The winner in 2002 was 'A bike for a month' from Pro Velo, a cycling advocacy group in Belgium. Its winning entry aimed to bolster efforts to make cycle commuting in Brussels much more of a habit than a whim.
To be eligible for the Shimano Cycling Concept Award, entrants have to be non-profit making organisations and the ideas must promote daily use of bicycles rather than competition or touring use. The award will go to a pro-cycling project, not a product.
Ideas need to be submitted - in English - by 31st December 2002. The best entries from previous years have been those that set out action plans, show how and when the money will be spent, explain whether any extra funds will be needed or sought, list the total budget, and, critically, include an executive summary of no more than 500 words.
The winning project will be one that has clear objectives and a timescale.
"Organisations who wish to enter should come up with tightly focussed projects that aim to increase the daily use of bicycles, making cycling more popular," said Frank Peiffer of Shimano Europa.
"The projects should promote cycling to the public, especially current non-cyclists.
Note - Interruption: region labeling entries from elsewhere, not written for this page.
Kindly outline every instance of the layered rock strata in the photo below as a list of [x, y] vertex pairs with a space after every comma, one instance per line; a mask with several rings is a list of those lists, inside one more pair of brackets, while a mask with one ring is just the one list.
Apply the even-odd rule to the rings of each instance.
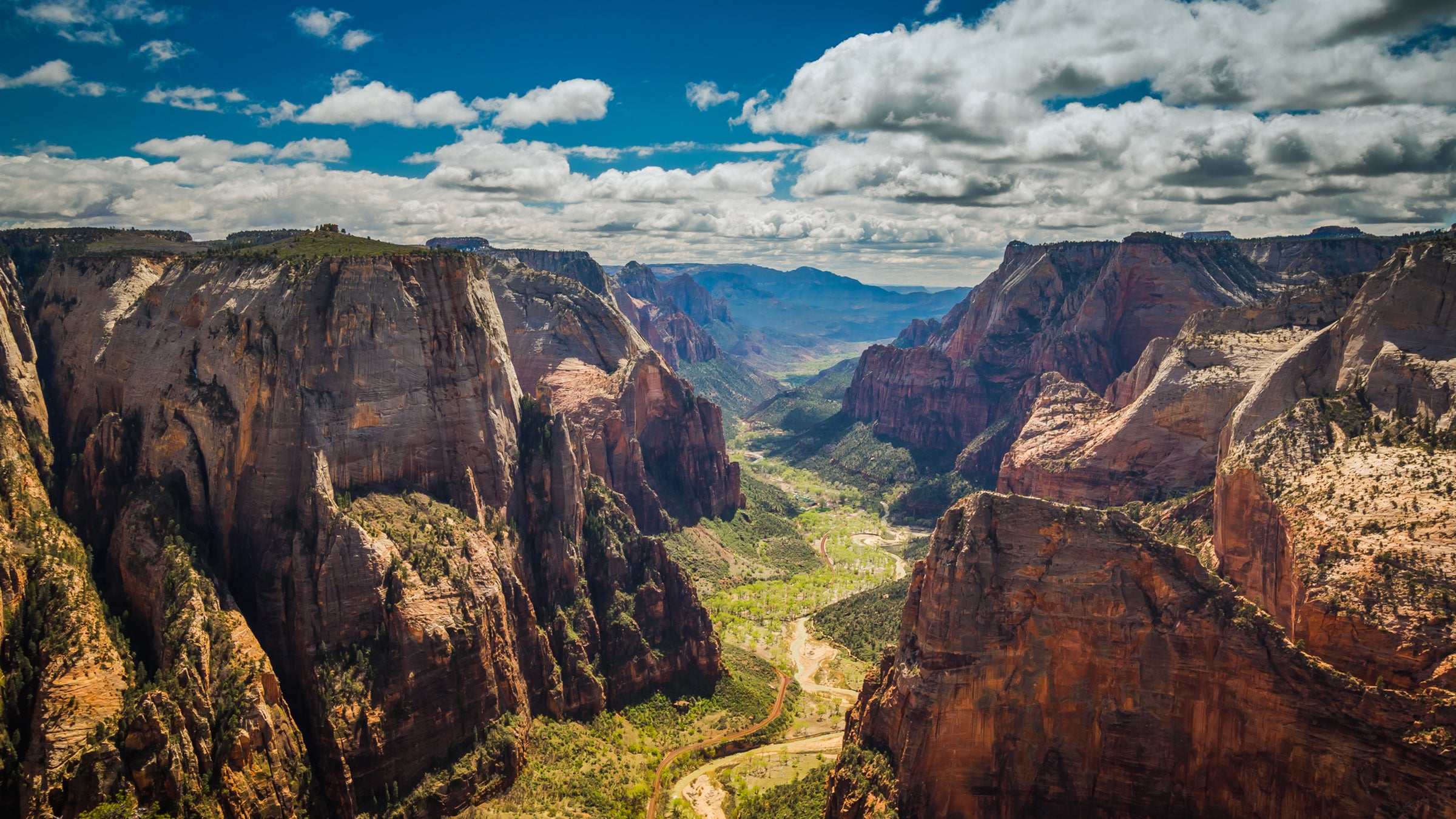
[[1223, 573], [1366, 681], [1456, 686], [1456, 246], [1398, 251], [1223, 430]]
[[741, 506], [721, 410], [622, 310], [574, 280], [523, 267], [498, 265], [491, 283], [521, 388], [549, 391], [581, 428], [590, 471], [626, 497], [644, 532]]
[[[1377, 238], [1188, 242], [1163, 235], [1013, 242], [1000, 268], [923, 344], [863, 353], [844, 412], [913, 447], [962, 450], [974, 442], [962, 471], [993, 479], [1026, 418], [1029, 407], [1018, 407], [1016, 396], [1028, 379], [1057, 372], [1102, 393], [1153, 338], [1174, 337], [1194, 312], [1370, 270], [1398, 245]], [[994, 440], [977, 442], [997, 426]]]
[[1175, 338], [1153, 338], [1102, 396], [1047, 377], [997, 490], [1105, 506], [1211, 485], [1229, 414], [1274, 361], [1338, 319], [1361, 283], [1351, 275], [1194, 313]]
[[713, 337], [677, 303], [683, 299], [705, 313], [712, 310], [712, 297], [693, 277], [677, 278], [687, 280], [690, 289], [674, 284], [677, 280], [660, 283], [649, 268], [628, 262], [617, 271], [613, 287], [617, 307], [674, 370], [681, 364], [712, 361], [722, 354]]
[[0, 306], [0, 813], [76, 816], [122, 787], [116, 733], [137, 672], [47, 495], [47, 408], [6, 256]]
[[[144, 802], [194, 774], [229, 783], [243, 759], [239, 815], [294, 813], [306, 746], [341, 816], [451, 765], [411, 803], [437, 816], [514, 778], [533, 714], [716, 678], [706, 614], [626, 501], [577, 468], [540, 484], [480, 258], [77, 256], [51, 265], [36, 302], [67, 514], [114, 567], [147, 653], [179, 675], [166, 701], [144, 700], [167, 730], [125, 737]], [[598, 329], [603, 348], [641, 345], [620, 321]], [[642, 436], [614, 442], [639, 455], [646, 493], [642, 452], [673, 479], [716, 463], [727, 485], [715, 408], [661, 389], [652, 366], [633, 361], [614, 393], [629, 412], [598, 423]], [[579, 436], [556, 440], [549, 462], [588, 462]]]
[[916, 565], [827, 816], [877, 815], [874, 752], [901, 818], [1452, 816], [1453, 720], [1302, 653], [1117, 513], [983, 493]]

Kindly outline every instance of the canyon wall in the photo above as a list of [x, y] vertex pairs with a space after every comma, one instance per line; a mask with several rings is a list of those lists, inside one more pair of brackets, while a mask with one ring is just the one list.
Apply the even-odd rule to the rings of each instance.
[[593, 474], [622, 493], [644, 532], [738, 509], [722, 411], [699, 398], [613, 303], [578, 283], [492, 268], [520, 385], [545, 388], [581, 427]]
[[1155, 338], [1104, 395], [1060, 376], [1041, 389], [997, 490], [1060, 501], [1160, 500], [1213, 484], [1229, 414], [1290, 348], [1335, 322], [1363, 275], [1203, 310]]
[[1443, 697], [1367, 688], [1117, 513], [981, 493], [916, 564], [828, 818], [1456, 815]]
[[[962, 450], [961, 471], [993, 481], [1029, 414], [1028, 379], [1056, 372], [1102, 393], [1153, 338], [1190, 315], [1370, 270], [1398, 239], [1013, 242], [1002, 265], [923, 344], [871, 347], [844, 412], [913, 447]], [[977, 440], [989, 428], [994, 440]], [[1006, 433], [1005, 430], [1010, 431]]]
[[1456, 686], [1456, 243], [1399, 249], [1220, 440], [1222, 571], [1326, 662]]
[[[437, 816], [510, 784], [534, 714], [719, 673], [687, 577], [636, 525], [740, 503], [716, 408], [607, 309], [562, 337], [591, 338], [610, 405], [579, 396], [568, 417], [523, 393], [565, 360], [513, 358], [508, 334], [531, 331], [492, 284], [550, 281], [565, 324], [600, 296], [457, 252], [309, 252], [341, 240], [66, 256], [35, 284], [63, 513], [169, 681], [127, 705], [98, 794], [127, 777], [144, 804], [199, 794], [226, 816], [403, 794]], [[39, 389], [12, 395], [44, 430]], [[607, 446], [612, 485], [591, 469]], [[623, 495], [667, 500], [642, 514]]]

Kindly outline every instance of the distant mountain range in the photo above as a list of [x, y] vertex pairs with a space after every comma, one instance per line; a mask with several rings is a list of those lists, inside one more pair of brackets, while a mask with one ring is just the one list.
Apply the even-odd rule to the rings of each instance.
[[945, 315], [970, 287], [929, 291], [865, 284], [812, 267], [789, 271], [751, 264], [654, 264], [660, 277], [689, 274], [728, 302], [737, 321], [833, 341], [894, 338], [911, 319]]

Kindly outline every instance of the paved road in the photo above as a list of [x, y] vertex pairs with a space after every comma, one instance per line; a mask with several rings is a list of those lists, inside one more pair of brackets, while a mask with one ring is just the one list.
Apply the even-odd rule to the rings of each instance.
[[789, 643], [789, 657], [794, 660], [794, 666], [798, 667], [794, 679], [798, 681], [799, 688], [807, 694], [826, 694], [853, 705], [859, 700], [858, 691], [814, 682], [814, 675], [818, 673], [820, 666], [831, 660], [839, 650], [827, 643], [811, 638], [808, 622], [810, 618], [807, 616], [794, 621], [794, 640]]
[[788, 694], [788, 691], [789, 691], [789, 676], [786, 673], [780, 672], [779, 669], [773, 669], [773, 673], [779, 675], [779, 697], [773, 701], [773, 708], [769, 710], [769, 716], [761, 723], [759, 723], [756, 726], [745, 727], [745, 729], [734, 732], [734, 733], [729, 733], [727, 736], [718, 736], [718, 737], [713, 737], [713, 739], [705, 739], [702, 742], [695, 742], [692, 745], [684, 745], [683, 748], [677, 748], [674, 751], [670, 751], [667, 753], [667, 756], [662, 758], [662, 764], [660, 764], [657, 767], [657, 775], [652, 777], [652, 799], [646, 800], [646, 816], [648, 816], [648, 819], [654, 819], [657, 816], [657, 800], [662, 794], [662, 771], [667, 771], [667, 767], [671, 765], [673, 761], [676, 761], [683, 753], [692, 753], [692, 752], [699, 751], [702, 748], [712, 748], [715, 745], [722, 745], [725, 742], [732, 742], [735, 739], [743, 739], [743, 737], [748, 736], [750, 733], [761, 729], [763, 726], [772, 723], [773, 720], [779, 718], [779, 714], [783, 711], [783, 695]]

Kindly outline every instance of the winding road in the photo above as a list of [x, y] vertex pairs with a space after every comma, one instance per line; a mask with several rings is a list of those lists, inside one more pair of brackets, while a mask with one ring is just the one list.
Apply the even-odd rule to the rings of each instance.
[[859, 698], [858, 691], [814, 682], [814, 675], [818, 673], [820, 666], [834, 659], [839, 650], [827, 643], [810, 640], [808, 622], [810, 618], [807, 616], [794, 621], [794, 640], [789, 643], [789, 657], [794, 659], [794, 665], [798, 667], [794, 679], [805, 694], [824, 694], [853, 705], [855, 700]]
[[662, 771], [667, 771], [667, 767], [671, 765], [678, 756], [681, 756], [683, 753], [692, 753], [702, 748], [712, 748], [715, 745], [722, 745], [725, 742], [743, 739], [751, 734], [753, 732], [767, 726], [773, 720], [779, 718], [779, 714], [783, 711], [783, 695], [789, 692], [789, 675], [780, 672], [779, 669], [773, 669], [773, 673], [779, 675], [779, 697], [773, 701], [773, 708], [769, 710], [769, 716], [761, 723], [745, 727], [743, 730], [732, 732], [729, 734], [705, 739], [700, 742], [695, 742], [692, 745], [684, 745], [681, 748], [670, 751], [667, 756], [662, 758], [662, 762], [657, 767], [657, 775], [652, 777], [652, 799], [646, 800], [648, 819], [654, 819], [657, 816], [657, 800], [662, 794]]

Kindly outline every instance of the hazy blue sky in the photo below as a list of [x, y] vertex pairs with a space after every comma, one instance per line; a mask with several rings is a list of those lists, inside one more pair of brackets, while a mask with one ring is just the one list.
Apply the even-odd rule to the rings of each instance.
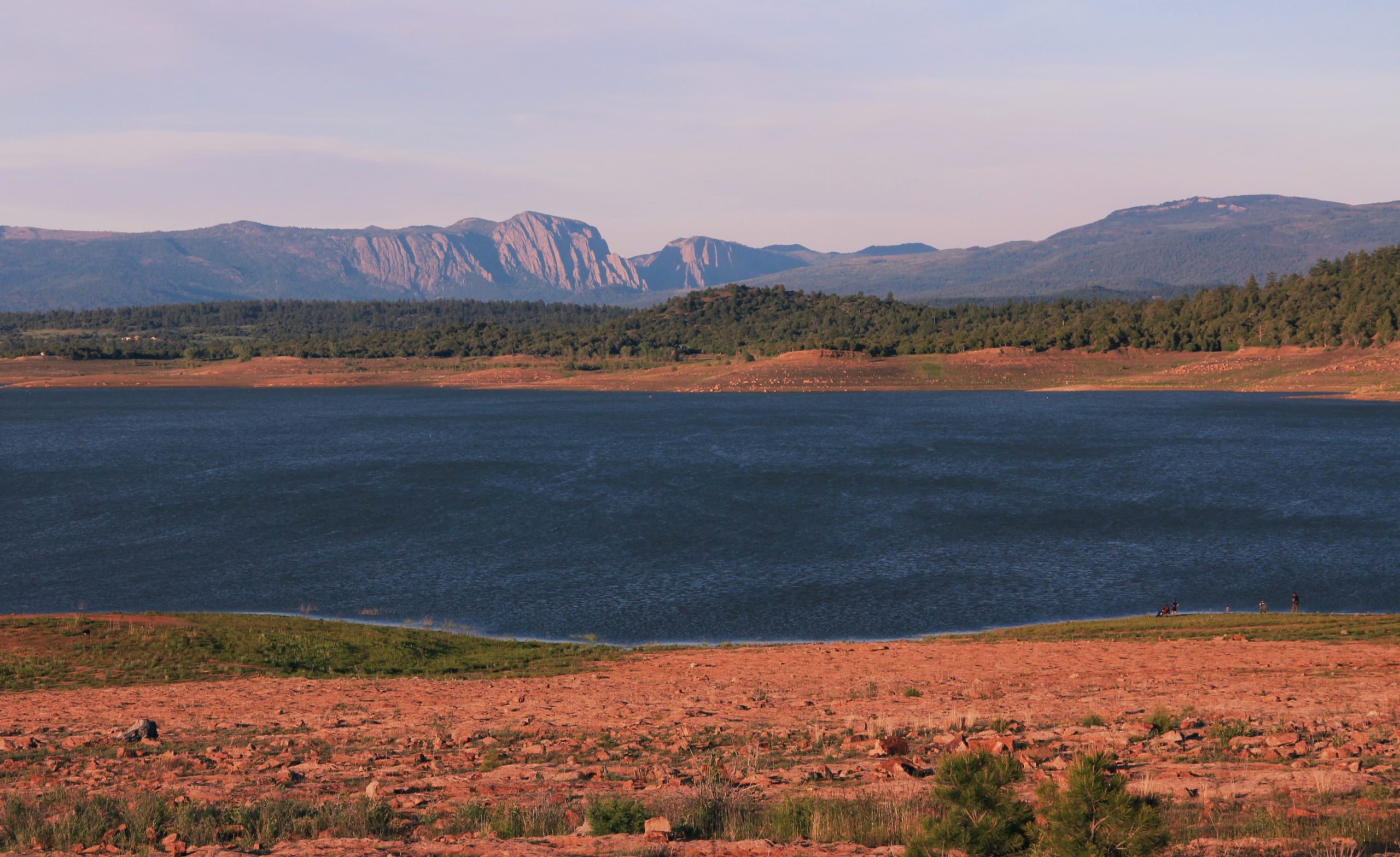
[[1189, 195], [1400, 197], [1400, 3], [0, 6], [0, 223], [407, 225], [624, 253], [1043, 238]]

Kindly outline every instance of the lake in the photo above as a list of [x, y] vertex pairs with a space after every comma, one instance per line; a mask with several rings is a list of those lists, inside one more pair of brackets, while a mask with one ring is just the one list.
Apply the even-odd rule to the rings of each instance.
[[1400, 611], [1400, 405], [0, 391], [0, 611], [616, 643]]

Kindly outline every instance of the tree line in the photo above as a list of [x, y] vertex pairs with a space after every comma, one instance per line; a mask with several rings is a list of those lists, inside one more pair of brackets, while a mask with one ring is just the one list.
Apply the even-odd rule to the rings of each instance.
[[0, 354], [74, 358], [643, 357], [840, 349], [949, 354], [986, 347], [1221, 351], [1387, 344], [1400, 246], [1320, 260], [1308, 274], [1172, 300], [928, 307], [783, 286], [692, 291], [623, 309], [543, 301], [218, 301], [0, 314]]

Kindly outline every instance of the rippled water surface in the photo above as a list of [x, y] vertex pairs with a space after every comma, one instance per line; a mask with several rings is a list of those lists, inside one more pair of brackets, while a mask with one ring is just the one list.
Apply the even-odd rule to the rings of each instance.
[[1400, 405], [0, 391], [0, 611], [605, 640], [1400, 609]]

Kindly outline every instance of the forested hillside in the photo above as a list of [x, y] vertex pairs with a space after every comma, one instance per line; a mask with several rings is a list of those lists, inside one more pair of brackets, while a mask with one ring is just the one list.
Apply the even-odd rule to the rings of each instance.
[[1233, 350], [1396, 339], [1400, 246], [1158, 301], [925, 307], [781, 286], [693, 291], [617, 309], [526, 301], [234, 301], [0, 314], [0, 353], [77, 358], [645, 357], [830, 347], [872, 354], [983, 347]]

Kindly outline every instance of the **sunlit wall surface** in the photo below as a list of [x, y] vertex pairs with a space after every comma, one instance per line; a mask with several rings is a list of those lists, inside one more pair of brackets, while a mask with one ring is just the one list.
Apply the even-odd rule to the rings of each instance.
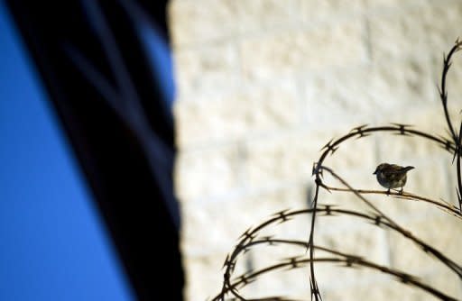
[[12, 22], [0, 2], [0, 300], [133, 300]]
[[[447, 136], [437, 83], [462, 36], [462, 2], [386, 0], [171, 0], [174, 104], [189, 301], [222, 286], [223, 262], [247, 229], [284, 209], [309, 205], [311, 175], [331, 139], [362, 124], [390, 123]], [[458, 129], [462, 57], [448, 75]], [[457, 204], [451, 154], [418, 138], [378, 134], [348, 141], [325, 160], [354, 187], [383, 189], [381, 162], [411, 165], [404, 190]], [[328, 178], [329, 185], [341, 186]], [[462, 223], [421, 202], [367, 195], [417, 237], [462, 262]], [[356, 197], [321, 192], [320, 204], [365, 210]], [[460, 299], [460, 278], [414, 244], [354, 218], [319, 217], [315, 243], [360, 255], [421, 278]], [[267, 235], [306, 241], [305, 216]], [[234, 276], [306, 256], [262, 246], [242, 257]], [[241, 259], [241, 258], [240, 258]], [[323, 300], [431, 300], [383, 273], [317, 264]], [[309, 269], [275, 271], [244, 296], [310, 300]]]

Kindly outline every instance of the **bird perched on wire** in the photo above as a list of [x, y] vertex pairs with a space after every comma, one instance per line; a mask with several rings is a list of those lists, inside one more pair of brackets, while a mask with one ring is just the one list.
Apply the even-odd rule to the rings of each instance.
[[402, 187], [407, 180], [407, 172], [413, 169], [413, 166], [402, 167], [396, 164], [382, 163], [377, 166], [374, 175], [377, 176], [379, 184], [388, 189], [387, 195], [390, 195], [390, 189], [396, 188], [401, 188], [400, 194], [402, 194]]

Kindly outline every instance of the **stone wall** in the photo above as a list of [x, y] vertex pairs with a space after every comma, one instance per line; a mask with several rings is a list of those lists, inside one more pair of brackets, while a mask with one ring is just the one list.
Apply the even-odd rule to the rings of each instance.
[[[219, 292], [225, 258], [246, 229], [309, 205], [312, 164], [331, 138], [390, 123], [446, 134], [437, 84], [443, 52], [462, 36], [462, 1], [172, 0], [169, 16], [188, 301]], [[455, 123], [461, 73], [457, 54], [448, 82]], [[381, 189], [372, 173], [382, 161], [412, 165], [405, 190], [455, 204], [451, 159], [419, 138], [377, 134], [342, 145], [325, 163], [367, 189]], [[423, 203], [370, 199], [462, 262], [459, 220]], [[319, 200], [365, 208], [345, 194], [321, 192]], [[291, 223], [274, 233], [306, 240], [309, 217]], [[395, 233], [344, 217], [320, 218], [316, 227], [319, 243], [419, 275], [462, 298], [454, 273]], [[304, 255], [270, 249], [253, 252], [237, 269]], [[324, 300], [432, 299], [380, 273], [317, 267]], [[242, 292], [310, 300], [308, 268], [272, 276]]]

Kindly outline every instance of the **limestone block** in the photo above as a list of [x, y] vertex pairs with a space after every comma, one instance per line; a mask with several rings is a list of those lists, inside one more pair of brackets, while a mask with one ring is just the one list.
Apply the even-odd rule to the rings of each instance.
[[176, 105], [177, 144], [190, 146], [251, 138], [300, 123], [293, 85], [254, 87], [215, 101]]
[[374, 15], [370, 19], [373, 58], [442, 53], [460, 34], [455, 24], [461, 20], [462, 5], [457, 1], [411, 5], [400, 12]]
[[[455, 262], [461, 261], [461, 243], [456, 239], [462, 231], [459, 219], [441, 215], [410, 222], [402, 226]], [[418, 275], [433, 269], [448, 269], [440, 261], [428, 256], [396, 233], [389, 232], [389, 243], [392, 265], [398, 269]]]
[[370, 67], [359, 65], [307, 77], [302, 85], [304, 122], [313, 127], [335, 124], [343, 131], [373, 122], [377, 108], [370, 101], [371, 76]]
[[291, 27], [300, 23], [300, 0], [249, 0], [237, 1], [240, 33], [261, 33], [270, 30]]
[[[209, 300], [221, 291], [225, 259], [226, 253], [183, 257], [186, 301]], [[238, 261], [235, 269], [240, 275], [246, 270], [245, 262]]]
[[239, 187], [236, 147], [181, 152], [175, 163], [175, 191], [185, 202], [225, 194]]
[[436, 87], [431, 74], [429, 59], [388, 59], [374, 64], [368, 88], [371, 104], [379, 113], [377, 119], [400, 123], [396, 111], [405, 114], [434, 103]]
[[302, 1], [303, 20], [307, 24], [317, 22], [332, 22], [358, 16], [365, 9], [365, 0]]
[[177, 50], [173, 62], [178, 101], [188, 100], [191, 94], [220, 95], [238, 85], [237, 51], [232, 42]]
[[170, 31], [175, 46], [200, 45], [237, 32], [236, 1], [171, 1]]
[[394, 279], [364, 283], [337, 289], [326, 289], [324, 292], [323, 298], [325, 300], [438, 300], [419, 288], [411, 287]]
[[240, 54], [244, 75], [251, 80], [364, 61], [364, 26], [359, 20], [245, 39]]
[[245, 164], [250, 187], [311, 178], [325, 136], [300, 132], [249, 141]]
[[[183, 203], [181, 216], [182, 250], [186, 254], [208, 254], [231, 251], [239, 237], [249, 228], [256, 227], [282, 210], [305, 207], [303, 187], [294, 187], [250, 196], [236, 196], [216, 202]], [[279, 235], [306, 238], [308, 215], [286, 223], [265, 227], [261, 236]]]
[[365, 0], [365, 6], [373, 12], [383, 10], [396, 11], [397, 7], [409, 7], [421, 5], [428, 3], [426, 0]]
There should be a strong element of education about bicycle use."
Entrants can be small, independent organisations through to national bodies, European regions or even countries. The projects could focus on just one small area, or be pan-European in scope.
As in the first two years of the 'Shimano Cycling Concept Award', the jury will consist of three journalists: Jack Oortwijn (Bike Europe,http://www.bike-eu.com ), Carlton Reid (Bicycle Business, www.bikebiz.co.uk) and Michael Bollschweiler (Radmarkt, http://www.radmarkt.de ) as well as Frank Peiffer of Shimano Europa.
The winning entry - or entries - will be decided by 11th February 2003.
"Organisations shouldn't be afraid of telling us their idea," said Peiffer. "It might be the winning one."